An accredited program in candidacy is an important benchmark for the assessment of program quality evaluated through a peer review process. (See a directory of accredited programs.)

“We are pleased that our program has cleared this hurdle,” said Glenn Stone, chair of the Department of Social Work. “We look forward to continued progress toward our goal of achieving full CSWE accreditation in 2022.”

“Students who graduate from an MSW program in candidacy are license-eligible in Indiana, although licensing laws vary by state. All students who graduate from our MSW program can also work toward the licensed clinical addictions counselor (LCAC) credential after completing the required practicum in an addictions setting.”

Candidacy is typically a three-year process, and students who enter programs that attain candidacy in or before the academic year in which they begin the program will be retroactively recognized as having graduated from a CSWE-accredited program once the program completes the process and attains initial accreditation.

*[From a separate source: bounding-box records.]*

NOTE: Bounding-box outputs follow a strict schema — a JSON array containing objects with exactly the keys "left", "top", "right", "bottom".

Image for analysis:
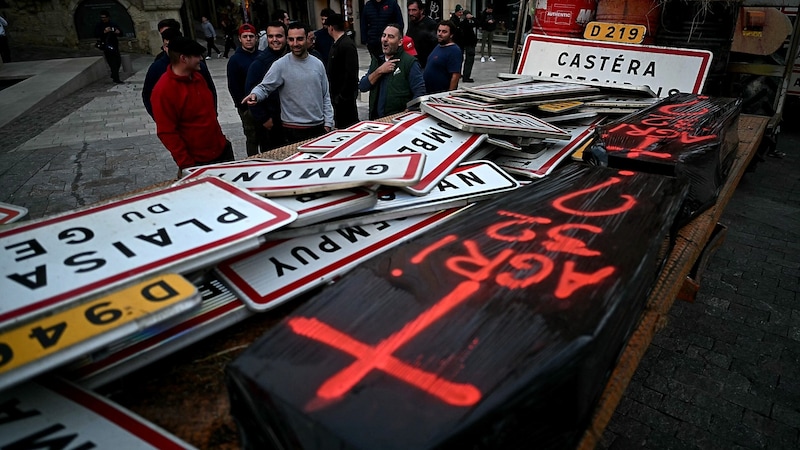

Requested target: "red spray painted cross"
[{"left": 289, "top": 172, "right": 636, "bottom": 406}]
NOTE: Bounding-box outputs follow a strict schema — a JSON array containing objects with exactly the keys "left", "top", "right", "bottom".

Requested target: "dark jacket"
[
  {"left": 244, "top": 47, "right": 284, "bottom": 126},
  {"left": 406, "top": 16, "right": 439, "bottom": 69},
  {"left": 142, "top": 51, "right": 217, "bottom": 117},
  {"left": 228, "top": 47, "right": 260, "bottom": 109},
  {"left": 327, "top": 35, "right": 358, "bottom": 105},
  {"left": 361, "top": 0, "right": 405, "bottom": 45}
]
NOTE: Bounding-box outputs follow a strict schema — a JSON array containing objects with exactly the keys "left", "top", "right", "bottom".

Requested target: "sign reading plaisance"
[
  {"left": 422, "top": 103, "right": 570, "bottom": 139},
  {"left": 187, "top": 153, "right": 425, "bottom": 196},
  {"left": 0, "top": 178, "right": 297, "bottom": 323},
  {"left": 0, "top": 274, "right": 200, "bottom": 388},
  {"left": 517, "top": 34, "right": 713, "bottom": 97},
  {"left": 217, "top": 210, "right": 468, "bottom": 311},
  {"left": 0, "top": 378, "right": 194, "bottom": 450}
]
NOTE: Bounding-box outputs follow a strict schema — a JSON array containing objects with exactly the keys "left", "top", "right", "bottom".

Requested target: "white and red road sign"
[
  {"left": 272, "top": 188, "right": 378, "bottom": 228},
  {"left": 181, "top": 153, "right": 425, "bottom": 197},
  {"left": 517, "top": 34, "right": 713, "bottom": 97},
  {"left": 325, "top": 114, "right": 486, "bottom": 195},
  {"left": 345, "top": 120, "right": 392, "bottom": 133},
  {"left": 0, "top": 377, "right": 194, "bottom": 450},
  {"left": 494, "top": 119, "right": 602, "bottom": 178},
  {"left": 422, "top": 103, "right": 570, "bottom": 139},
  {"left": 217, "top": 209, "right": 463, "bottom": 311},
  {"left": 0, "top": 178, "right": 297, "bottom": 323}
]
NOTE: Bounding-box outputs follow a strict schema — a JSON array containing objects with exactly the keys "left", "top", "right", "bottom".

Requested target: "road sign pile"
[{"left": 0, "top": 71, "right": 736, "bottom": 447}]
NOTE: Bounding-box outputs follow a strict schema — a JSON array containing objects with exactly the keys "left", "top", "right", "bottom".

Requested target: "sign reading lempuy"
[
  {"left": 0, "top": 202, "right": 28, "bottom": 225},
  {"left": 0, "top": 178, "right": 297, "bottom": 323},
  {"left": 422, "top": 103, "right": 570, "bottom": 139},
  {"left": 273, "top": 188, "right": 378, "bottom": 228},
  {"left": 0, "top": 274, "right": 200, "bottom": 389},
  {"left": 297, "top": 130, "right": 382, "bottom": 153},
  {"left": 517, "top": 34, "right": 713, "bottom": 97},
  {"left": 269, "top": 161, "right": 520, "bottom": 240},
  {"left": 217, "top": 209, "right": 462, "bottom": 311},
  {"left": 325, "top": 114, "right": 486, "bottom": 195},
  {"left": 0, "top": 378, "right": 193, "bottom": 450},
  {"left": 181, "top": 153, "right": 425, "bottom": 196}
]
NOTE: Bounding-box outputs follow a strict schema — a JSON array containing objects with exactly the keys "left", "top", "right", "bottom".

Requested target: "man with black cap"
[
  {"left": 94, "top": 11, "right": 123, "bottom": 83},
  {"left": 244, "top": 20, "right": 287, "bottom": 152},
  {"left": 325, "top": 14, "right": 358, "bottom": 128},
  {"left": 152, "top": 37, "right": 234, "bottom": 174},
  {"left": 228, "top": 23, "right": 259, "bottom": 156},
  {"left": 142, "top": 25, "right": 217, "bottom": 117}
]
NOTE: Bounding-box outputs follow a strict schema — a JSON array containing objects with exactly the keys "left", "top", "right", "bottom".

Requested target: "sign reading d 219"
[
  {"left": 517, "top": 34, "right": 713, "bottom": 97},
  {"left": 0, "top": 178, "right": 297, "bottom": 324}
]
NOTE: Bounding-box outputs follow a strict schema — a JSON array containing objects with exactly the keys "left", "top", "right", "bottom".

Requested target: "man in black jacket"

Ball State’s College of Health admitted the first class of 55 MSW students in August 2019 and will welcome another class in the Fall. Applications are currently being accepted through July 1.

Stone points out that a unique aspect of the program is the opportunity for students to learn both clinical addictions and nonprofit management within a rural context. The biggest areas of job growth in the U.S. are in addictions, gerontology, and health. Ball State’s MSW curriculum focuses on all three within the context of rural communities, he said.

Situated in the College of Health, the program is housed in a new $62 million Health Professions Building with simulation labs and multiple community-based clinics. Stone said Ball State’s beautiful campus has top-notch technology resources and is highly accessible for people with special needs.

MSW director Greta Slater said that the program offers flexible, full-time and part-time study options for students using an innovative hybrid approach.

“All our classes are scheduled on Tuesday evenings — even for full-time students — to accommodate busy work and family lives,” she said. “A bachelor of social work (BSW) is not required, but full-time and part-time advanced standing is available for those who have earned a BSW—no matter how long ago the degree was earned. This makes our program unique.”